Segundo o deputado Eduardo Sciarra (PFL-PR), integrante da comissão, a idéia é criar uma estrada-parque. "Ela teria baixo impacto ambiental, pavimentação de pedras, fechamento no período noturno, proibição de transporte de cargas perigosas e capacidade definida de fluxo de veículos", explicou.
O chefe do parque, Jorge Luiz Pegoraro, porém, afirma que é preciso avaliar o impacto ambiental da medida. "Ambientalmente falando, a abertura de estrada ou trilha dentro da floresta causa impacto. E os impactos são visíveis, principalmente em relação à fauna, flora e recursos hídricos", alertou.
O conflito
A Estrada do Colono tem apenas 18 quilômetros e foi fechada por uma liminar judicial. O argumento dos ambientalistas é que sua utilização causa impactos negativos para o Parque Nacional do Iguaçu. Mas os moradores dos municípios de Capanema, Serranópolis do Iguaçu e Medianeira, principalmente produtores rurais, lutam por sua reabertura para transporte de carga e pessoas.

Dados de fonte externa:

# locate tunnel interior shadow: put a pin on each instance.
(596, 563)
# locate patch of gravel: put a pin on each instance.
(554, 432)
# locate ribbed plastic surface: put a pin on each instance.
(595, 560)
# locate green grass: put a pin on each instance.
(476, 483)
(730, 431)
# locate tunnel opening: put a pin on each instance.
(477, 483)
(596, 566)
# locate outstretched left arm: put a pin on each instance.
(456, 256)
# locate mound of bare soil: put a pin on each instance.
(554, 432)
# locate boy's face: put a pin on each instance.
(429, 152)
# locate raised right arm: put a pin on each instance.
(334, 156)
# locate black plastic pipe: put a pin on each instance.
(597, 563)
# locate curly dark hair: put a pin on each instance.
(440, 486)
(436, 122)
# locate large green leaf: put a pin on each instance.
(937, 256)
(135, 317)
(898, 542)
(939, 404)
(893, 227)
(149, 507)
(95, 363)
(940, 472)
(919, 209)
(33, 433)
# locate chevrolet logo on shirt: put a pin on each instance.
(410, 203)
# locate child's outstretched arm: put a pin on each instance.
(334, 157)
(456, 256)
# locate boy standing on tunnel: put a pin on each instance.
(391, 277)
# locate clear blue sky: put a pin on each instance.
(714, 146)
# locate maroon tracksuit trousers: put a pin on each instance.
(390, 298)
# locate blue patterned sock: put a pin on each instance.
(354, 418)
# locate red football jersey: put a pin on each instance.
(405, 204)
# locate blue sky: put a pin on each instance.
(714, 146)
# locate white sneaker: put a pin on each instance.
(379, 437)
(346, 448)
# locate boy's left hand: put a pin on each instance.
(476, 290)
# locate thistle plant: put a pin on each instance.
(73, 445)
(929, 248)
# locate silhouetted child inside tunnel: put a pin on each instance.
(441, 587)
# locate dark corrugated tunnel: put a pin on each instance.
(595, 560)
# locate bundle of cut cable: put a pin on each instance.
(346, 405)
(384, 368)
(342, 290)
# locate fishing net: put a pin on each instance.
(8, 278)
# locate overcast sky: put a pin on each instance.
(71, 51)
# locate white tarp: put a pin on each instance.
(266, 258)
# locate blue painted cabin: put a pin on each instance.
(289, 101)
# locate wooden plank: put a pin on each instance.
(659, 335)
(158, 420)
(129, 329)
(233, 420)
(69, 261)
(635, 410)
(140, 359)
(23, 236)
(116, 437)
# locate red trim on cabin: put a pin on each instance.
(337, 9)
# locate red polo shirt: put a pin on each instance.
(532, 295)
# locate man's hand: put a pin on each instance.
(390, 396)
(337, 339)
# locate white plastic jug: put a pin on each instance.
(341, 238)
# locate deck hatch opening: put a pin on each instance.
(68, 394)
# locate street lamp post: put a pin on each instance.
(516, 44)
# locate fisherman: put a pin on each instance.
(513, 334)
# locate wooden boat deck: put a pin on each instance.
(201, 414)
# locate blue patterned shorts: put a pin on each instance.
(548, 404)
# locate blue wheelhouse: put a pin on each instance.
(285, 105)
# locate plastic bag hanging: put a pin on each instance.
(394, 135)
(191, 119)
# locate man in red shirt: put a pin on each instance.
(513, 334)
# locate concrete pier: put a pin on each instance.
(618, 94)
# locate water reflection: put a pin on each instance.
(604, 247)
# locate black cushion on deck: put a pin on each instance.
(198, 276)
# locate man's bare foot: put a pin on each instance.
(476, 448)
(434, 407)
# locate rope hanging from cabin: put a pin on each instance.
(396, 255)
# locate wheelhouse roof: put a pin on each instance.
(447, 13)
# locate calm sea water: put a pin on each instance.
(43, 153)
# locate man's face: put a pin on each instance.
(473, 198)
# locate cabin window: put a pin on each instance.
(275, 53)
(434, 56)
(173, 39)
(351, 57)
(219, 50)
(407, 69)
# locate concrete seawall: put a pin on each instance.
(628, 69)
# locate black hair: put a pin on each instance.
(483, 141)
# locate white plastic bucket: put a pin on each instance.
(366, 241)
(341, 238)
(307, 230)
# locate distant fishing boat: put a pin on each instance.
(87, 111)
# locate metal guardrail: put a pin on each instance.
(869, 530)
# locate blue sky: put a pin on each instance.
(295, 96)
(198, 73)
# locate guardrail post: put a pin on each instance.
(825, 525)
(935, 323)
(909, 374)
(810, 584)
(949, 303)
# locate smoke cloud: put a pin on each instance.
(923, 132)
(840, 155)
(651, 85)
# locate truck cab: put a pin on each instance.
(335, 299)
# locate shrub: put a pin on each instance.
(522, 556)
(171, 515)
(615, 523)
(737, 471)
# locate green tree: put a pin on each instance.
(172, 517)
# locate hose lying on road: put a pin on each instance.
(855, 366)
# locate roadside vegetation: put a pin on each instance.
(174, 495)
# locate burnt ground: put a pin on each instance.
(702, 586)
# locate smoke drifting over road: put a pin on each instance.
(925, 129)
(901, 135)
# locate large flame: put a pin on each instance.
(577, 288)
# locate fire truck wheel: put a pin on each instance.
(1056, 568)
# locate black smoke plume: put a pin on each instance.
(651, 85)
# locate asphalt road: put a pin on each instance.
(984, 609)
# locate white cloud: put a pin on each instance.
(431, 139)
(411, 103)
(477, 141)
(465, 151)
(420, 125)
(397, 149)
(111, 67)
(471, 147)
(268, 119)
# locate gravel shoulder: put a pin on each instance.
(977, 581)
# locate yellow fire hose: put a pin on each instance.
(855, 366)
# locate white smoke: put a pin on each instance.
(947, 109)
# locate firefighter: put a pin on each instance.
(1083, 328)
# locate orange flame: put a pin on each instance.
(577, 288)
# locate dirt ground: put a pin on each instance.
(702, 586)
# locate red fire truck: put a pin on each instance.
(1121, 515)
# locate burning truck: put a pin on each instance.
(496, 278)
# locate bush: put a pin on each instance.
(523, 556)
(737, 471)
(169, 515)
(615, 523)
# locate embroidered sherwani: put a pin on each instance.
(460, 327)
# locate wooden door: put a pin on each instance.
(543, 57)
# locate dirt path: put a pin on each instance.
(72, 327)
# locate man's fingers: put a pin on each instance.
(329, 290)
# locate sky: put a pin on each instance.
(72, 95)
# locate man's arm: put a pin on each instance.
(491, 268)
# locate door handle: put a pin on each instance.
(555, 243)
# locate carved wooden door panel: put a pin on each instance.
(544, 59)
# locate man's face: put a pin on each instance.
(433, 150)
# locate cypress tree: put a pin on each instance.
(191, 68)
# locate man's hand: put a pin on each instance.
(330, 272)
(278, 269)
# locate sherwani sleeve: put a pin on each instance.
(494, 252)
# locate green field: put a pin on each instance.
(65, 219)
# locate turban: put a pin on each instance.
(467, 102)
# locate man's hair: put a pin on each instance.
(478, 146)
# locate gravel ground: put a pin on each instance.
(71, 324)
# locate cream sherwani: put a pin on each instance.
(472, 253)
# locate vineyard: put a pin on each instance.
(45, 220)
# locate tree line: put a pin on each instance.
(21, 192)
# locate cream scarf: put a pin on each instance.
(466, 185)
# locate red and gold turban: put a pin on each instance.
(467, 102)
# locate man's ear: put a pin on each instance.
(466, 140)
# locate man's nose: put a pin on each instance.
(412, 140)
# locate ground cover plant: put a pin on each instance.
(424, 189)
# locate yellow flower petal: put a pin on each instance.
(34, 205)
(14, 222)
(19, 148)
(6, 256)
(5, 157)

De 1986 para cá, houve várias tentativas de reabrir a estrada à força. Hoje, porém, segundo Jorge Luiz Pegoraro, o clima é tranqüilo. "A última invasão ocorreu em outubro de 2003. De lá para cá, estamos fazendo vários trabalhos junto à comunidade e já há um entendimento grande com os municípios vizinhos ao parque. Nesse momento, estão ocorrendo algumas manifestações, mas sem invasão", informou.
O Parque Nacional do Iguaçu foi criado em 1939 e a Estrada do Colono foi aberta na década de 50 por trabalhadores de outros estados que foram para a região.